One second is a figure we think about a lot on the web - at the speed of light in a cable a signal could travel round the world in 900ms.  The fastest connections are located near the backbones - this is driven by algorithmic trading.  Some of these locations are in the middle of the Oceans so we might see server settlements in these locations.  There is already a server building in New York where a backbone makes landfall, prime city real estate.

This has happened before:  when the rail networks came in there needed to be a central time.  This was set to Greenwich due to the seafaring network.  An accurate time at a known point on the globe was needed to reference objects in the sky which would then give your your current position.  Clocks weren't accurate enough and sundials would only tell you local time (clockwise is down to them being used in the northern hemisphere) and, anyway, that's just measuring the position of a reference in the sky.  As a result an accurate time keeping watch was developed and our networks just got faster.

We put a lot of emphasis on the here and now, maybe we're neglecting the longer term.  Flow is fast - the now, stock is the long term and is getting neglected.

JavaScript was created in 10 days.

100 days is the average lifetime of a web page.

4 years is the average lifetime of a Google product.

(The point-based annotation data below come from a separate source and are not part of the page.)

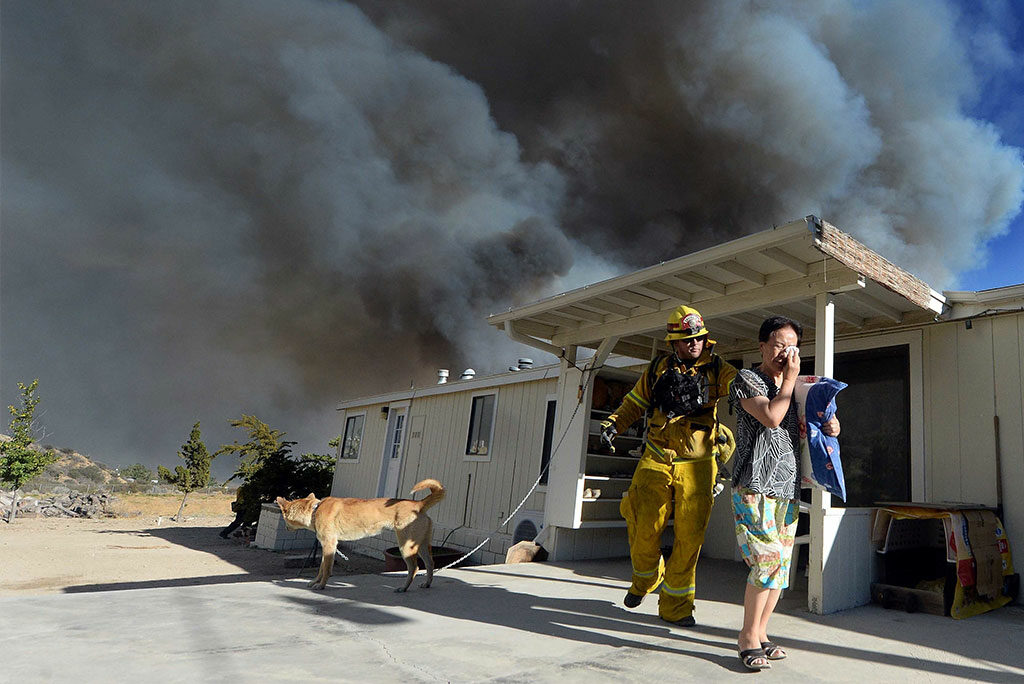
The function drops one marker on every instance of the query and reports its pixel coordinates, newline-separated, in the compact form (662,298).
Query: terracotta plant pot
(442,555)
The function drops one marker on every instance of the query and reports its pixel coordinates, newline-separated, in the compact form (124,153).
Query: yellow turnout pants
(684,489)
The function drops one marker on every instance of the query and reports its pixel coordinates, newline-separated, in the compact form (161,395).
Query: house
(934,412)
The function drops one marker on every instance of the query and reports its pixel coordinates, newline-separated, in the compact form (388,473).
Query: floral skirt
(765,528)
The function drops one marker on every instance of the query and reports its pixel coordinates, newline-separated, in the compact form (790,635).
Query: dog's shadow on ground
(366,600)
(254,564)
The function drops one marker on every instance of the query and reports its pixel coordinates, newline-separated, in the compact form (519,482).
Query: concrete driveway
(525,623)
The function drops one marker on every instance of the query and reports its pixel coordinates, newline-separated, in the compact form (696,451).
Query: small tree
(195,474)
(18,461)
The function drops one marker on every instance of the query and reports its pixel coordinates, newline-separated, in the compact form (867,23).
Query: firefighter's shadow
(593,621)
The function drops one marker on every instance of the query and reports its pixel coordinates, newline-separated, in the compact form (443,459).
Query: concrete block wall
(273,535)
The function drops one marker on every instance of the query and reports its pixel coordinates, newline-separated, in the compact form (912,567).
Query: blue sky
(998,31)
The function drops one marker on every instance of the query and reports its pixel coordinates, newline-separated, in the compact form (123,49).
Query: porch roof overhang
(734,286)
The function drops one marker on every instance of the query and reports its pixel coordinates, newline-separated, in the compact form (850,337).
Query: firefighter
(676,475)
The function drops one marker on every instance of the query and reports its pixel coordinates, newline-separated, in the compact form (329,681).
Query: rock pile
(68,505)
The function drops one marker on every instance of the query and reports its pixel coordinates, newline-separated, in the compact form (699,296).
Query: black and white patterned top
(765,460)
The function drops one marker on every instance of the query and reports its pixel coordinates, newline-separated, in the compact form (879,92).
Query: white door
(391,466)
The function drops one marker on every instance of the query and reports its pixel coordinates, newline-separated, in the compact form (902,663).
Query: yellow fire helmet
(685,323)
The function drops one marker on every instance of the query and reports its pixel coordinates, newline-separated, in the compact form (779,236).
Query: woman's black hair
(774,323)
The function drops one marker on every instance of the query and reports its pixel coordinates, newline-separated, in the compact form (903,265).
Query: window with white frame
(353,437)
(481,425)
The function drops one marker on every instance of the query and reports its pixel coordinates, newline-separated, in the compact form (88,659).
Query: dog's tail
(436,493)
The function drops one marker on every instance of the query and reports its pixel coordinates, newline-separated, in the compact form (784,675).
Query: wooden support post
(820,543)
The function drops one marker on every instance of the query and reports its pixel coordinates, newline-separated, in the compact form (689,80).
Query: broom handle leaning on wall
(998,466)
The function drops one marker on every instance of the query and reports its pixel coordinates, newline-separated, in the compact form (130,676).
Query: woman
(766,483)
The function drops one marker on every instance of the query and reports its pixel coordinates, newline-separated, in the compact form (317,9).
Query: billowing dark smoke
(212,208)
(694,122)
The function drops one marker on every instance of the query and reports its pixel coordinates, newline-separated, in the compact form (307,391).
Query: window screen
(875,412)
(549,433)
(353,437)
(480,423)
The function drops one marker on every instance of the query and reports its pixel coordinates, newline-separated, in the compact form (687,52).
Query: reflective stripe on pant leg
(646,508)
(693,481)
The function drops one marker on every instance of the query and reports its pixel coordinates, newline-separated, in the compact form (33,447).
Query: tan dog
(337,519)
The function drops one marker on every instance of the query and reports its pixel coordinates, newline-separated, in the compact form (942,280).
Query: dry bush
(129,505)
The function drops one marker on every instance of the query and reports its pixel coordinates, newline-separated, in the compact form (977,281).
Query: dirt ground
(65,555)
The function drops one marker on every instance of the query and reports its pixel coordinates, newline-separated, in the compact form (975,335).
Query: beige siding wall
(970,377)
(480,494)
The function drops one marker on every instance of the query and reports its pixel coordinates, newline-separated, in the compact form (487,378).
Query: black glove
(722,480)
(608,433)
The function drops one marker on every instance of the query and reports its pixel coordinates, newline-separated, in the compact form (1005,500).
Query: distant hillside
(74,471)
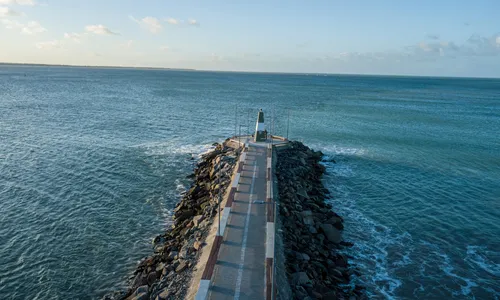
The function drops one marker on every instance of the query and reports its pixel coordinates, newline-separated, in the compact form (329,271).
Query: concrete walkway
(240,271)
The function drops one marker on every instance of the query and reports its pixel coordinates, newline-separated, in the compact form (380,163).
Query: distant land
(94,67)
(239,71)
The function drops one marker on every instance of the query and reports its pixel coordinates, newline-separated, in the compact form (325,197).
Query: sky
(429,38)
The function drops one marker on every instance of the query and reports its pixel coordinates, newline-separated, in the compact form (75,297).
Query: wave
(480,257)
(394,263)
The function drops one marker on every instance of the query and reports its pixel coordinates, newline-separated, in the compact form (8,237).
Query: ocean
(93,160)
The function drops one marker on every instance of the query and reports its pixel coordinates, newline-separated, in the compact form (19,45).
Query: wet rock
(197,220)
(181,267)
(164,295)
(331,233)
(300,278)
(197,245)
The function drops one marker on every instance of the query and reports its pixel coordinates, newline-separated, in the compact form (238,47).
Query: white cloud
(49,45)
(99,29)
(18,2)
(193,22)
(173,21)
(128,44)
(150,23)
(75,37)
(32,27)
(7,12)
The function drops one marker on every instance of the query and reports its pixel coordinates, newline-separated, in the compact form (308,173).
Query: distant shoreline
(242,72)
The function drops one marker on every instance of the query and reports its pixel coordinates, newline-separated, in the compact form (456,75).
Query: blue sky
(443,38)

Startup acquisition is bad news and irelavent news.  If startups were honest about their business plan being to get acquired then we probably wouldn't give them our data.  At least services like Snapchat are honest about the fact they are going to lose your data.  "The internet never forgets" is bullshit.  You have to work at keeping data alive.  People like archive.org are helping to preserve this - access drives preservation.  Don't only put your data into these startup services - keep the master copy yourself: indiewebcamp.com.

11 years is how long adactio.com has been going.  longbets.org/601 - The original URL of this prediction will not exist in 11 years.

Mountains are fairly stable (not on geological time scales).  Swiss Fort Knox is long term storage in a mountain.  In 2010 a time capsule was put in there containing physical storage media formats and digital storage media formats.  HTML is probably the most likely format to be readable.

22 years is how long HTML has been around.  The web is insubstantial - it's agreements.  HTML isn't perfect but it's ubiquitous and has a low barrier to entry.  It's evolved but is still mostly backwards compatible as it has very liberal error handling.

50 years is a good bet for how long HTML will last.

80 years is the life expectancy of a human being.  What's the life expectancy of digital media like photos?

10,000 years - longnow.org/clock design lifetime.

24,100 years is the half life of plutonium 239 - how do we process radioactive waste?

The Pioneeer and Voyager probes have an unknown long lifetime.

Cern is like one giant hack day.  Particles in the LHC exist for 0.0000000000336 seconds.  The web was a byproduct of this to allow them to collaborate.  That should be the norm - not a fluke.  The dinosaurs died out because they didn't have a space program, we need an off planet backup.  The web is good for our species - we should work towards that.